In the meantime, I can’t help myself from photographing what’s within reach, the goals around the little town where I live in rural Colorado. Even if I’m forcing it a little to make photographs that I know won’t make the cut in the end, whenever that comes and whatever that means, after I’ve accumulated dozens and hundreds of photographs. 

38° 50′ 2.08″ N, 106° 8′ 27.97″ W (iPhone 13 Pro Max)

Something that fascinates me about such photography projects is that the collection of images itself usually is what makes it something special and meaningful, not any given individual piece. Out of 100 or a 1,000 photographs on a subject, not all 100 or a 1,000 must individually be the most and the best of all things photography. The greatest power is in the sum of the parts.  

I’m not the first to think of photographing basketball hoops, of course. No idea is original, they say. I haven’t been able to debunk they on that yet, so I accept it. There are fantastic basketball hoops photographs and projects out there, ones the ego in me could be envious of. 

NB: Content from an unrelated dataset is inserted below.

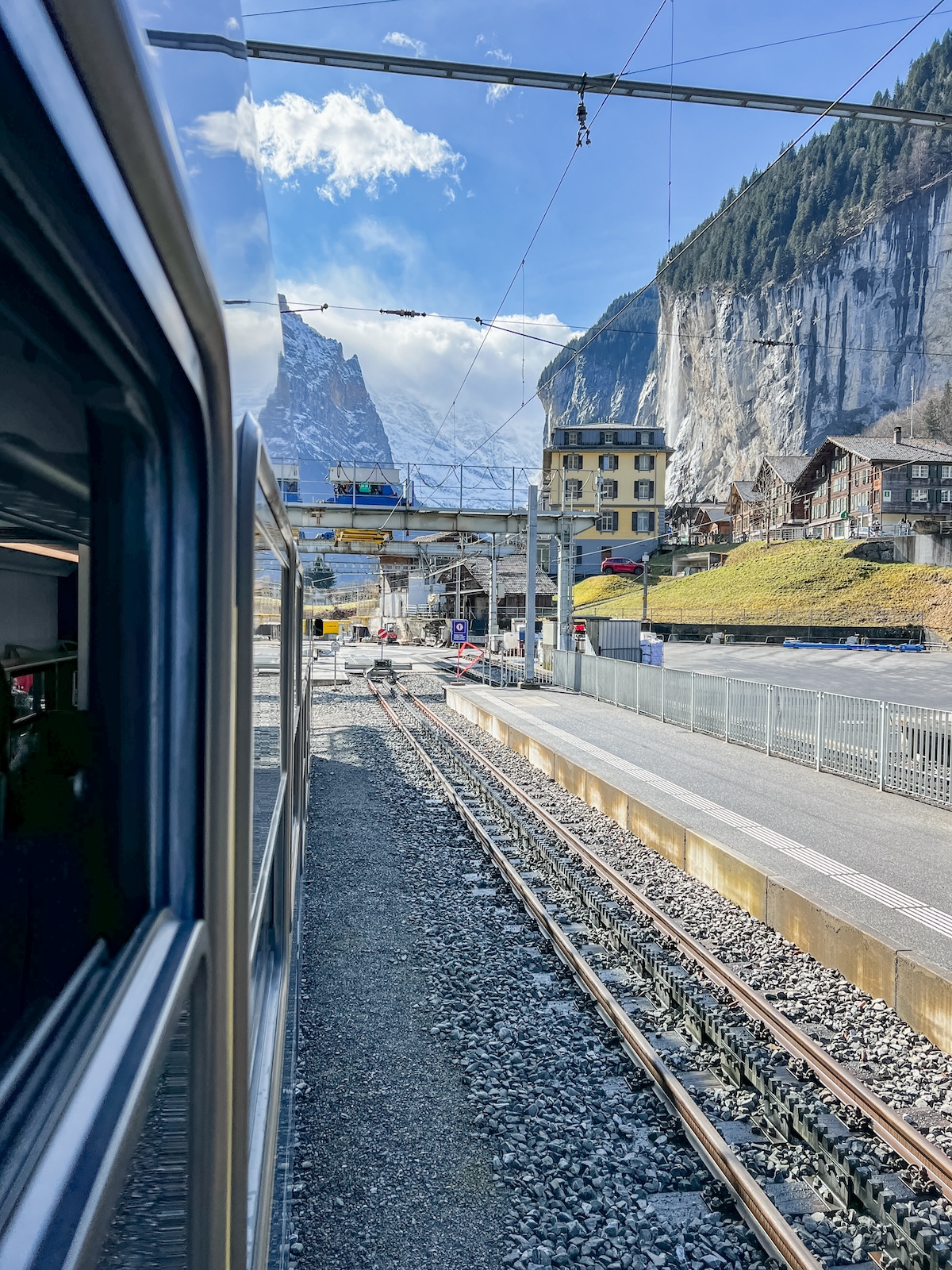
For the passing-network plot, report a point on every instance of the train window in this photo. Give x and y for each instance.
(61, 887)
(270, 586)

A past me would have shut down production upon discovery of such projects. “Someone has already done it. They’ve done it well. What’s the point? Why bother?”

The present me is in a different place with creativity and self, and the value of keeping on with it. Grateful for that, I’ll continue with the project, as I’ve been called from within to do. I don’t need to know why. I just need to do.

One of the things that is shaping up in a different way than others’ work I’ve seen, in part because I’ve been using my phone camera and working within its limitations, is the opportunity to share more of the story of the environment in which the basketball goal is erected. Basketball hoops not hidden in the scene, but not obvious. Just … part of it, part of the larger life that we don’t know but can pleasure in imagining and guessing at. And what role the basketball plays, or once played, in it.

How does the feel, the connection and the story of a photograph shift when the leading subject (i.e. basketball hoop) fills the frame versus when it’s only a small detail within a wide, environmental view? The photographs don’t have to be all about the basketball hoops to tell stories about life and love with basketball hoops, is what I’m saying.

38° 50′ 7.72″ N, 106° 8′ 21.93″ W (iPhone 13 Pro Max)

The story in this project, as I’m feeling it right now, is not only in the cool and unusual and unexpected hoops, like homemade ones in seemingly random places. Though, I love seeing photographs of those basketball goals. Think, milkcrate nailed to a light pole or a tire bolted onto, I don’t know, the side of a barn. Along with those opportunities, I’m broadening my vision of the possibilities of this project. 

It will evolve over time and as I luck into opportunities while out in the world, here and there on road trips and in different locations, and when I’m not actively looking. Like that all-knowing they says about love, too, right? It happens when you least expect it. 

I’ll be driving a rural road one of these days (or years). A basketball goal on a ranch will catch my eye. My heart will skip a beat. I’ll press the brakes and rush to capture this revelation, as if I’m the first and only ever to see it, the first to really see it, to love it, to know its worth.

Many of those days lie ahead. Each opportunity will be its own. Some close up and full of texture. Some from far and cast wide, breathing in the storytelling scene that surrounds the hoop. In the end, it will be the collection of the works that shines the brightest, not any given photograph. 

Such is the creative process, slowly unfolding and building over time. It’s a ride I’ll mostly be taking alone. But with #showyourwork posts like this one, I am sharing parts of it along the way.